In the final hours before the Congolese election results are supposed to be released, security forces, aid workers and local people are on high alert. Supporters of leading opposition figure Etienne Tshisekedi say if incumbent president Joseph Kabila wins - as expected - they plan to take to the streets.
For some, the 48-hour wait for election results was a relief. Kapaya, a mechanic who never makes more than $12 a day to feed his family of four, says tempers have cooled in the past couple of days, and people have gotten used to the idea that President Joseph Kabila will take another five year term - even if they don’t like it.
Kapaya says the coming days may not bring bloodshed as many fear, but instability of the situation will hurt everyone one way or another.
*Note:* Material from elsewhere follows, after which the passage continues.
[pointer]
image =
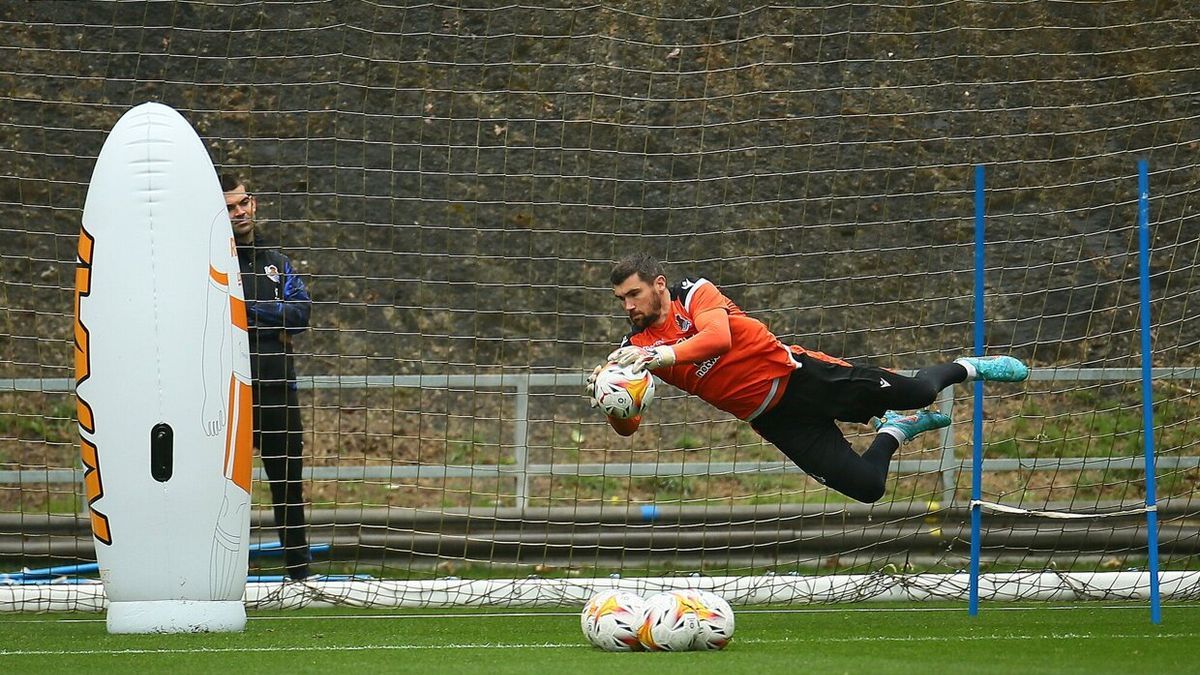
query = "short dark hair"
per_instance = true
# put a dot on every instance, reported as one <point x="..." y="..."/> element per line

He says security in Congo is already a shaky thing - and adding a post-election uproar will scare off businesses. Already one of the poorest countries in the world, he says more than 70 percent of the people in Congo are unemployed - others say it’s more like 80 or 90 percent.
Supporters of Congolese opposition leader Etienne Tshisekedi run as riot police charge with tear gas and live fire outside their candidate's headquarters in Kinshasa, Democratic Republic of Congo, December 8, 2011
But at opposition campaign offices, it is clear that not all tempers have cooled. Issa Roger is a member of the party of Etienne Tshisekedi. He says the vote was rigged and the people were robbed. And while other party members say they will wait for orders from above, Roger says the people will protest if Kabila re-assumes power.
He compares Congo to other countries discontented with leadership, saying like in Egypt and Tunisia, the people will protest, and keep protesting until the president steps down. They expect government forces to fight back, he says, and they are ready to die in battle.
But not everyone in this eastern town is against the president. Ruling party supporters say the current president may not have delivered on all his promises but things are better than they used to be.
Cyrille Muhongya leads the ruling party’s local campaign in North Kivu. He says after a decade of extreme violence, conflict in the Congolese countryside has simmered since 2008, when Mr. Kabila brokered a power-sharing agreement that- at least partially- has integrated many former rebel groups into the regular army.
He says Mr. Kabila is the man of peace who needs another five years to implement the economic, educational and healthcare developments he promised in 2006 - Congo’s first elections in 40 years.
But on a rocky side street, locals say they are bitter about the promises of 2006 and only want change. This man says he doesn’t want to say his name, because he expects a security breakdown in the coming days. Still, he says, he wants to speak out.
He says he hopes the president will step down. He says for five years he has been waiting for Mr. Kabila to do something, and nothing has happened at all.
And while all are anxious about the days to come, aid workers here in Goma say violence could be focused in the capital, Kinshasa. Human Rights Watch says at least 18 people were killed and 100 were wounded in the pre-election fights. Doctors without Borders (Medicins Sans Frontiers) Head of Missions in North Kivu Christine Sarah Buesser says the medical organization is preparing for medical emergencies nationwide.
"Right now we are very much concerned about Kinshasa, so also there we have a team that is ready to respond to an increase in violence," said Buesser. "And we do think probably the west right now could be potentially more violent than the east but I said before, in Eastern DRC violence is still on-going."
Opposition supporters say they will wait until daylight before protests begin. They say they don’t yet no where, when or how many people - but, they say, their protest will be big.